Original URL: http://www.theregister.co.uk/2007/02/16/swift_hm_treasury/
The Bank of England told HM Treasury about the secret US surveillance of international banking transactions as long as five years ago.
The US's eager pursuit of terrorist financiers, begun within weeks of the 11 September attacks, involved a trawl through the world's financial transactions through subpoenas on the firm that handles them for private banking clients - the Society for Worldwide Interbank Financial Communication (Swift).
European authorities, including the UK's Information Commissioner, have since declared the US operation "illegal" and have begun to press financial institutions to put a stop to the warrantless and unprotected transfers of private banking data to the US authorities.
This programme remained a secret from privacy watchdogs - even from those people whose data was being handed over to US investigators - until the New York Times unearthed it last June. Yet HM Treasury knew about it for some years.
A spokesman for the Bank of England told The Register: "Swift told us in 2002 that it had agreed with the US subpoenas. We told Swift it should tell the government. We told HM Treasury.
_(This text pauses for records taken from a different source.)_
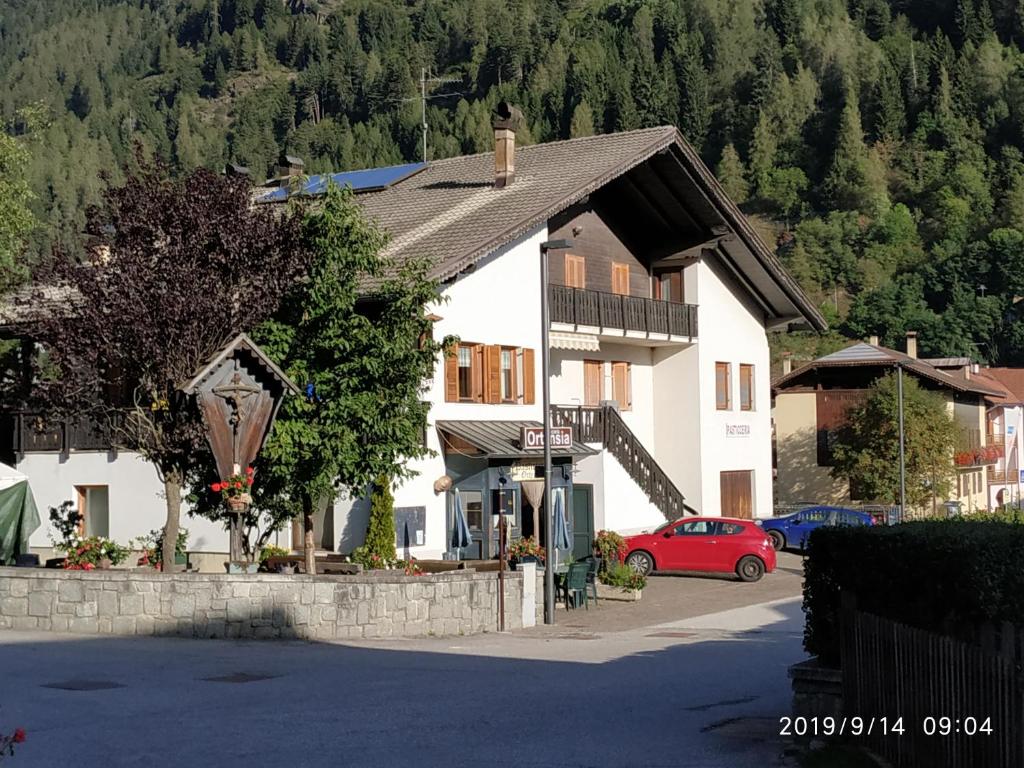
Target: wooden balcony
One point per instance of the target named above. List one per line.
(26, 432)
(622, 314)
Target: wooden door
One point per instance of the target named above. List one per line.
(576, 271)
(620, 279)
(593, 382)
(737, 494)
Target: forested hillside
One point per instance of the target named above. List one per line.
(878, 141)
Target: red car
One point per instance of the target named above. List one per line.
(717, 545)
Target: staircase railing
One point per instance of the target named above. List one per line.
(605, 425)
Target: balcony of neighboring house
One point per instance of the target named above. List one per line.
(627, 317)
(979, 450)
(28, 432)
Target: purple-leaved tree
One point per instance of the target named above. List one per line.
(175, 269)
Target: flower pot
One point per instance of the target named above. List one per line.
(242, 567)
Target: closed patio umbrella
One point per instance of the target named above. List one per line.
(561, 524)
(460, 527)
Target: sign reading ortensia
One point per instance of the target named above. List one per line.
(239, 392)
(531, 438)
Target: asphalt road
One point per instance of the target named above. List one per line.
(670, 690)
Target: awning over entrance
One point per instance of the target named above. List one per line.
(500, 439)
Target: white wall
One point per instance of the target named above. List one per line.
(731, 330)
(136, 496)
(620, 505)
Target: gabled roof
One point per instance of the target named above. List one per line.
(451, 213)
(863, 354)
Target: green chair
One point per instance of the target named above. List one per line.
(576, 585)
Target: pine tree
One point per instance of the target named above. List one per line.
(583, 121)
(732, 175)
(846, 184)
(380, 529)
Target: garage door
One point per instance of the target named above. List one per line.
(737, 494)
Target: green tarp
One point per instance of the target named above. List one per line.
(18, 518)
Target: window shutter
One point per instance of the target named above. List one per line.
(527, 377)
(452, 377)
(492, 374)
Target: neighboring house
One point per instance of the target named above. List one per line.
(812, 401)
(659, 361)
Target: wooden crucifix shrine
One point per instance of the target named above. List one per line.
(239, 392)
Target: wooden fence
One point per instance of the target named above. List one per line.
(958, 705)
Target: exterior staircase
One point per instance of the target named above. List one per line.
(605, 425)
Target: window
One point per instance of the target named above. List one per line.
(508, 385)
(723, 385)
(94, 510)
(593, 382)
(668, 285)
(696, 527)
(484, 373)
(745, 387)
(622, 387)
(576, 271)
(620, 279)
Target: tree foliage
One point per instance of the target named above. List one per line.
(866, 452)
(356, 336)
(174, 271)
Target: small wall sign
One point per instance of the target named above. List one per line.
(531, 438)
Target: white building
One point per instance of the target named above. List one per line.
(659, 313)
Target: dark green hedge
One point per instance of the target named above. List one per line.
(948, 576)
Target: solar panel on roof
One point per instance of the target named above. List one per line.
(365, 180)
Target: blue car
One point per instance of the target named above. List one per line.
(792, 530)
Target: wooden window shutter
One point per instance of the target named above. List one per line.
(452, 377)
(620, 279)
(528, 386)
(492, 374)
(576, 271)
(621, 384)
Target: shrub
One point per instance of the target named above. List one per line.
(380, 530)
(943, 576)
(620, 574)
(611, 548)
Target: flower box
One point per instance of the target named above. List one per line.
(607, 592)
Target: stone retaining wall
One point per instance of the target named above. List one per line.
(323, 607)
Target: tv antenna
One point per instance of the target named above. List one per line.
(423, 100)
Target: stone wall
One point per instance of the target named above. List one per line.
(323, 607)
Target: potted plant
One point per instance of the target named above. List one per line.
(525, 550)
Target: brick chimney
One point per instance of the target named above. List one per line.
(507, 121)
(911, 343)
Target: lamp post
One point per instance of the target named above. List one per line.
(902, 450)
(549, 535)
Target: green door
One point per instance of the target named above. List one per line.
(582, 521)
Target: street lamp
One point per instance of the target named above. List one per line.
(549, 572)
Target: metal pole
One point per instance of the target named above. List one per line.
(902, 450)
(423, 102)
(549, 567)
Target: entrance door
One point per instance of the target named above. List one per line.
(582, 521)
(737, 494)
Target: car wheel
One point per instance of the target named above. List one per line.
(750, 568)
(641, 562)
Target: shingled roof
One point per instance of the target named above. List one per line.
(863, 354)
(451, 212)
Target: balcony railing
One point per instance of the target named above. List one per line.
(580, 306)
(25, 432)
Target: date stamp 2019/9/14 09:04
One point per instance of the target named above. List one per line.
(863, 726)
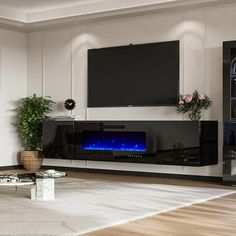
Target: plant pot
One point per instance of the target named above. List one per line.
(195, 115)
(32, 160)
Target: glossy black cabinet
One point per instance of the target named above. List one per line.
(189, 143)
(229, 111)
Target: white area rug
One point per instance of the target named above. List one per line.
(86, 205)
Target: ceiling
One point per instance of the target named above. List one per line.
(26, 13)
(41, 5)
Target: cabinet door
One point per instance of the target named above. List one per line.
(58, 139)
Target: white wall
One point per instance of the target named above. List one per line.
(13, 79)
(58, 67)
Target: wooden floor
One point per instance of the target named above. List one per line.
(212, 218)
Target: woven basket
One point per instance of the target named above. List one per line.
(32, 160)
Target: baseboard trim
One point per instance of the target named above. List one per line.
(11, 167)
(136, 173)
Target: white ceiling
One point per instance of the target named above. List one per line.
(29, 12)
(41, 5)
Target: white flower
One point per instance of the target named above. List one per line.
(189, 98)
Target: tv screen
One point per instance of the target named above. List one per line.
(134, 75)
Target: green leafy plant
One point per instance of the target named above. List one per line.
(193, 104)
(30, 114)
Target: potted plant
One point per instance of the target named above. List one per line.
(193, 104)
(30, 114)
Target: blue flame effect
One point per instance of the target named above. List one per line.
(114, 141)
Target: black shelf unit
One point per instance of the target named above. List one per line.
(229, 112)
(184, 143)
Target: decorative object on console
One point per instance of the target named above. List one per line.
(31, 112)
(69, 104)
(193, 104)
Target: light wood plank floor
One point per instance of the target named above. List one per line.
(216, 217)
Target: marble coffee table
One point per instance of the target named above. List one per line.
(43, 187)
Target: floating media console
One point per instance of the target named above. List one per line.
(114, 141)
(190, 143)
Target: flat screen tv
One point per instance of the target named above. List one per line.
(134, 75)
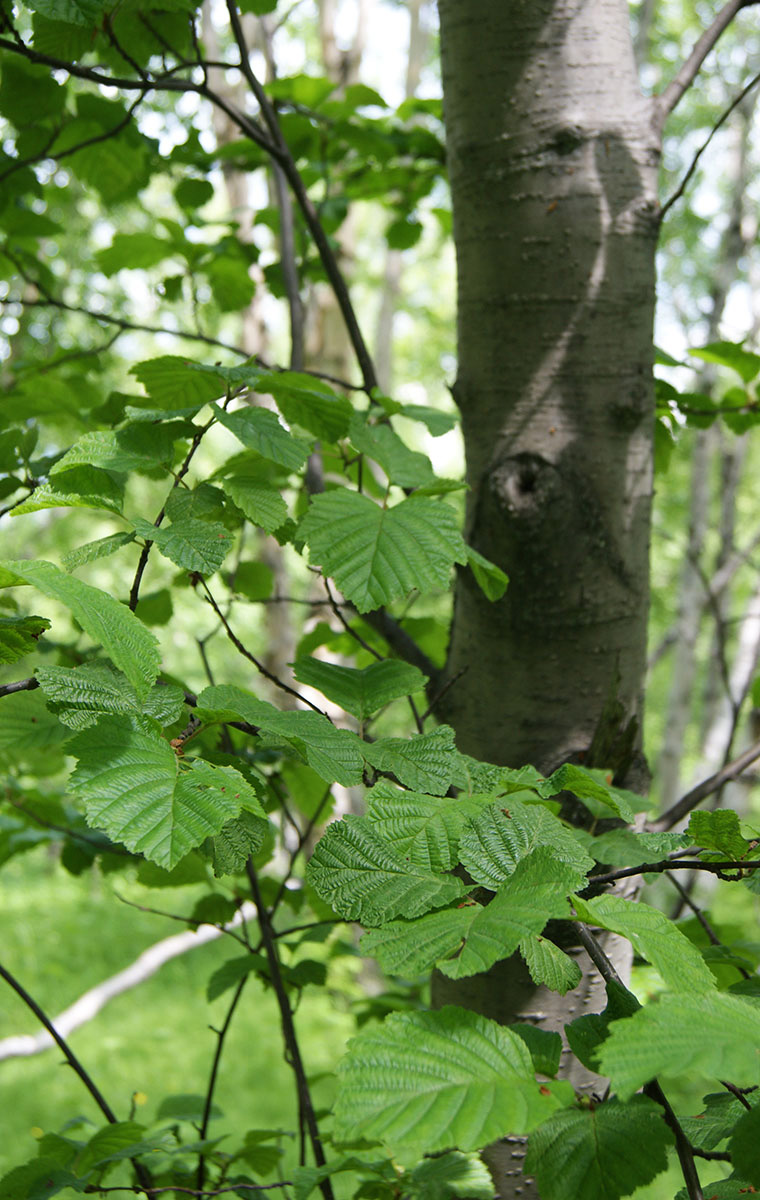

We felt they should know."
The G10 central banks, which act as Swift's oversight board, were told about the subpoenas in February 2002, European Central Bank (ECB) president Jean-Claude Trichet told the EU Parliament in October.
But the ECB had decided (http://www.ecb.int/press/key/date/2006/html/sp061004.en.html) not to warn "other relevant authorities" about Swift's decision to give US authorities access to its international banking transactions because it believed its own responsibility for "professional confidentiality" among its members was more important.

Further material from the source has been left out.